I have created the function below which discretizes and sums.
BiSum <- function(x){
IndBi <- ifelse(x >= 0.50, 1,0)
SumIndBi <- sum(IndBi)
}
I want to apply the function to the probabilities for each individual in a for() loop and use the boot() function as seen below.
require(boot)
SE <- numeric(length(unique(Data$IndID)))
for (i in unique(Data$IndID)){
IndProbs <- Data$Prob[Data$IndID == i]
b <- boot(IndProbs, BiSum, R=10)
SE[i] <- sqrt(var(b$t)) #This is a roundabout way to grab the SE from a boot() object
}
While I think the function BiSum is correct it is incorrectly incorporated into the for()
loop and boot()
function. The loop above results in the error:
Error in statistic(data, original, ...) : unused argument (original).
My goal: for each individual (AAA:DDD) I want to bootstrap Prob, discretize them using 0.50 as a cut off, and sum the resulting 0’s and 1’s. I want to do this R=10 (only low for example but will repeat R=10000 with real data) times for each AAA:DDD and then extract the standard error of the boot()
object.
Suggestions on how to improve my loop above would be appreciated.
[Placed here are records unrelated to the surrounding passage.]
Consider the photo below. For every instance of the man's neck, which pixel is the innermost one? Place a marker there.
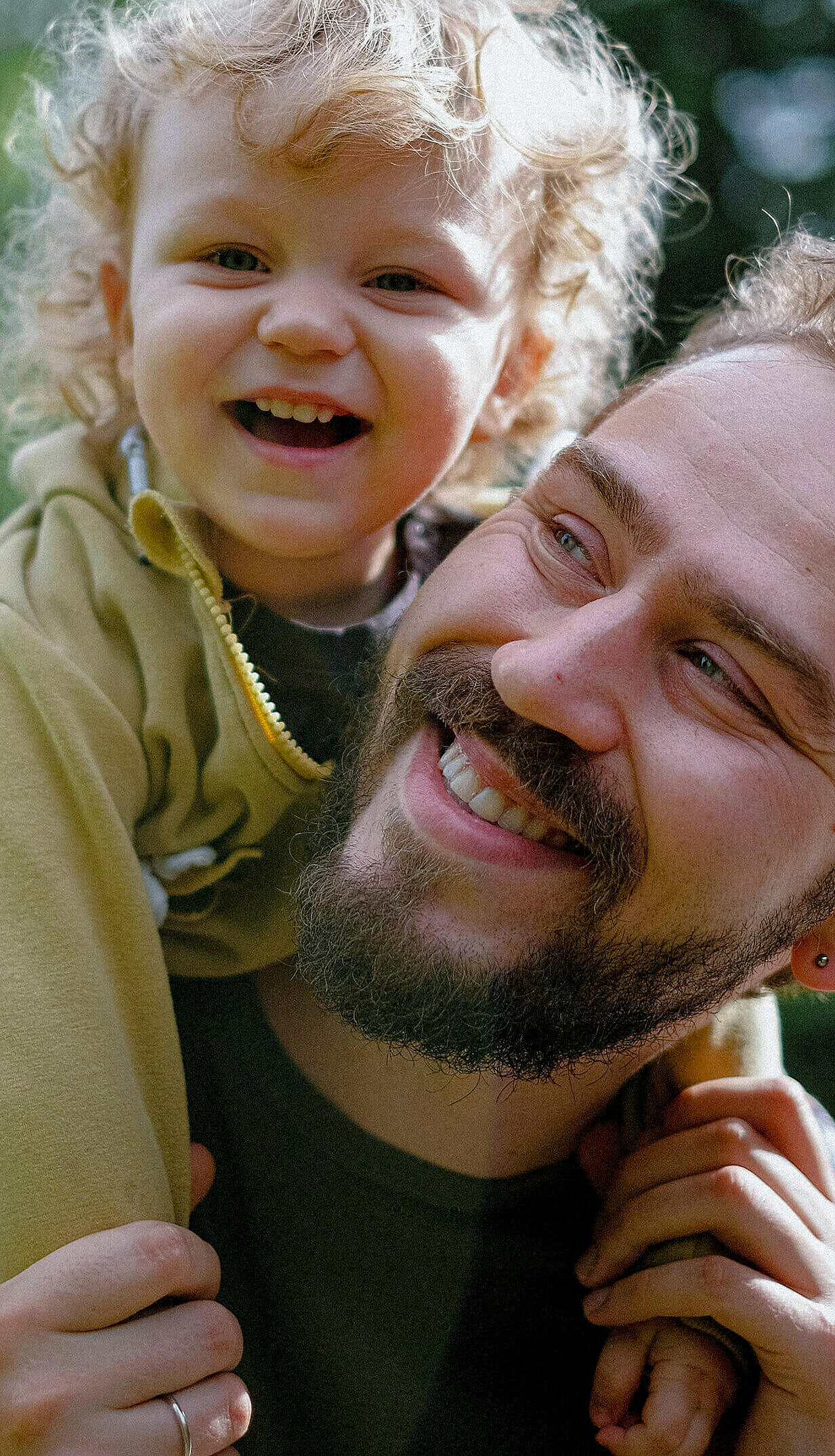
(480, 1124)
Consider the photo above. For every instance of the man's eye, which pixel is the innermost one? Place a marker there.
(236, 259)
(398, 283)
(706, 664)
(572, 546)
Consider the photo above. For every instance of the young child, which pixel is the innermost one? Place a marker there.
(295, 267)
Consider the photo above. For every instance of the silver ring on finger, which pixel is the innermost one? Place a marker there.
(183, 1423)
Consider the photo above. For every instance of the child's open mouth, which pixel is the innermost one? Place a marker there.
(296, 427)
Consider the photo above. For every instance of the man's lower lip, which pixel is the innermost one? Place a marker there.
(450, 826)
(293, 456)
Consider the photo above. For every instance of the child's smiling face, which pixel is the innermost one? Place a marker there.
(369, 294)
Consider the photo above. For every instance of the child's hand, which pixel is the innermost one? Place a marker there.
(660, 1390)
(746, 1162)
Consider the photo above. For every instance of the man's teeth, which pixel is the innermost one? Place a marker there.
(305, 414)
(490, 804)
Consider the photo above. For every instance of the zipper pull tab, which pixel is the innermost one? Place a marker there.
(135, 449)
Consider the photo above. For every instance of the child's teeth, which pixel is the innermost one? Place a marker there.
(465, 785)
(488, 804)
(305, 414)
(515, 818)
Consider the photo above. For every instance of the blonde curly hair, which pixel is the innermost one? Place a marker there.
(601, 156)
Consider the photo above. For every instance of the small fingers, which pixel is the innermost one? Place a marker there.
(620, 1372)
(691, 1384)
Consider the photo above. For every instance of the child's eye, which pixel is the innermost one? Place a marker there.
(398, 283)
(236, 259)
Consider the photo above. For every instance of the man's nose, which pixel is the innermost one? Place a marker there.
(578, 674)
(306, 319)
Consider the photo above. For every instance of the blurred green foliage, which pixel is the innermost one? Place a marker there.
(758, 76)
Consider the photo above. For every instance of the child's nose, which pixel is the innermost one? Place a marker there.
(306, 321)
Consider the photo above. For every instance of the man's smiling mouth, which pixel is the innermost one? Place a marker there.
(296, 427)
(490, 804)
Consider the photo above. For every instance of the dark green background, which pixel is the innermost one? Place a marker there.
(758, 76)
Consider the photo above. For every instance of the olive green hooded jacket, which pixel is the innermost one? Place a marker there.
(133, 728)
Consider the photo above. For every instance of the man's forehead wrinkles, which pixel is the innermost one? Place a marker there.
(813, 680)
(618, 494)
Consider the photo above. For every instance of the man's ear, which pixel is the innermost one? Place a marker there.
(813, 958)
(525, 361)
(114, 288)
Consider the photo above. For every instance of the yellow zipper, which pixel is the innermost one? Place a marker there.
(263, 705)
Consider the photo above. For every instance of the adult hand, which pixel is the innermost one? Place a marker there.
(742, 1160)
(87, 1357)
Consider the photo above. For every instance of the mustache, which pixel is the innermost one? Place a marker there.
(455, 685)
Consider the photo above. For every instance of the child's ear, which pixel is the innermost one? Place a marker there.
(813, 958)
(114, 288)
(525, 361)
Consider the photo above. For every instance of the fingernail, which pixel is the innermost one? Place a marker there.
(593, 1302)
(584, 1266)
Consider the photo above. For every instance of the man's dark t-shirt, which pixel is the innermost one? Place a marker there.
(389, 1308)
Specifically how to correctly incorporate the ”statistic” argument to boot()
within the loop.
Thanks in advance.
Upvotes: 1
Views: 563
Reputation: 2300
You have to include index argument idx
for the boot
function
BiSum <- function(x, idx){
IndBi <- ifelse(x[idx] >= 0.50, 1,0)
SumIndBi <- sum(IndBi)
}
Also, to get SE, it may be cleaner to use sd(b$t)
instead sqrt(var(b$t)
Upvotes: 1